Related Work & Insights¶
- Relation to Sanford et al. (2023): This work extends their lower bound for the Match3 task to the infinite-precision setting.
- Relation to Peng et al. (2024): Both study function composition, but this paper removes the precision dependence inherent in communication complexity-based approaches.
- Relation to Bergen et al. (2021) triangular attention: Experiments show that Strassen attention solves tasks that triangular attention cannot handle.
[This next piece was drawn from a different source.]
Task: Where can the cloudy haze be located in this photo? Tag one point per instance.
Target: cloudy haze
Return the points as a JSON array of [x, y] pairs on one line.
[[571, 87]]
- Broader implication: The Splitting VC dimension methodology may generalize to analyzing expressive power limitations of a wider range of neural network architectures.
Rating¶
- Novelty: ⭐⭐⭐⭐⭐ — Both Splitting VC dimension and Strassen attention are entirely original contributions.
- Theoretical Depth: ⭐⭐⭐⭐⭐ — Rigorous proofs revealing deep structural limitations.
- Experimental Thoroughness: ⭐⭐⭐⭐ — Synthetic experiments thoroughly validate the theory, though real-task evaluation is absent.
- Writing Quality: ⭐⭐⭐⭐⭐ — Clear organization and precise mathematical exposition.
- Value: ⭐⭐⭐ — Currently more theoretical in nature; the practical applicability of Strassen attention warrants further exploration.
- Overall: ⭐⭐⭐⭐⭐ (9/10) — A top-tier theoretical contribution that elegantly connects complexity theory with Transformer architecture design.